A grande diferença seria mesmo que nunca Galileu rejeitaria a sua ideia, nem a tentaria revogar. Aliás, ainda a apimentaria mais. E estaria na capa dos jornais, e de todas as revistas cor-de-rosa. E nos telejornais nacionais. E nas rádios. E em outdoors. Em tudo, enfim.
Lá estaria ele, a afiar facas, a ripostar contra quem quer que fosse que lhe apontasse uma lasca de unha.
Ora, acontece que proliferam ideias e teorias, vindas de qualquer parte. É comum estarmos a comer um prato de sopa e “olha, cá está uma ideia”.

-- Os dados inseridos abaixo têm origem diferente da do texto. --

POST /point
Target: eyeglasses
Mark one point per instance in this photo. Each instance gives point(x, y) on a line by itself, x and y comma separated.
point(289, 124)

É por isso que há estudos sobre tudo e mais alguma coisa. Aliás, mesmo a minha declaração anterior era uma boa tese. Ora reparem – “pessoas que comem sopa têm mais ideias revolucionárias”. Estão a ver?
Note-se que, por norma, pensa-se que quem tem ideias são as pessoas especiais – bem ao jeito de Galileu.
Porém, abram-se bocas de espanto, não somos todos Galileu (fomos todos macacos no Facebook, mas o movimento Galileu ainda não chegou). O que significa que por mais ideias práticas que tivermos, boas até, que resolvam o nosso dia-a-dia ou a nossa vida, ninguém garante que vão evitar guerras, fome, catástrofes naturais e o aquecimento global.
Podemos, e devemos ser especiais em tudo que fazemos. Mas vamos deixar-nos disto de querer ser progressista radical, publicar livros e dar entrevistas (ou vender, quiçá).
Não ao “especialismo” colectivo! Não à mudança do mundo através de ideias que nascem e morrem numa mesa de café! Não ao querer ser diferente, muitas vezes de formas absurdas (a internet tem tão bons exemplos disto).
Devíamos ser especiais, em paradoxo. Ou seja, vamos ser especiais de forma normal.